Overfitting When a model learns training examples too specifically and fails to generalize to new data.

Regularization Techniques (dropout, weight decay, early stopping) that reduce overfitting by discouraging models from becoming too complex or specific.

Common misconceptions

“Backpropagation is how the brain learns.” Biological neurons don’t use backpropagation. Real brains learn through mechanisms like Hebbian learning (“neurons that fire together, wire together”), neuromodulation, and synaptic plasticity — none of which require a global error signal propagating backward through the network. Backpropagation is an efficient mathematical algorithm for gradient computation, not a model of neuroscience.

“More training always helps.” Past a certain point, more training on the same data leads to overfitting. Models improve until they start memorizing noise in the training data. Training schedules, early stopping, and regularization exist precisely because unconstrained training eventually hurts performance.

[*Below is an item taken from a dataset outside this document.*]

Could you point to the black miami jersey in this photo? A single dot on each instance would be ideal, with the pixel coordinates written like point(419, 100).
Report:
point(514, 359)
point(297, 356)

“The network understands why it got something wrong.” The gradient tells the network in which direction to adjust weights to reduce loss — nothing more. The network isn’t reasoning about its mistakes. It’s following a mathematical prescription for reducing a number. Understanding, if it happens, emerges from the aggregate effect of millions of such adjustments.

“Training finds the ‘correct’ weights.” The weights a trained model ends up with are not unique. Different random initializations, different batch orderings, and different hardware can all produce different final weights that achieve similar loss. The loss landscape has many approximately-equivalent solutions. There is no single right answer that training converges to — there’s a region of good solutions, and gradient descent finds one.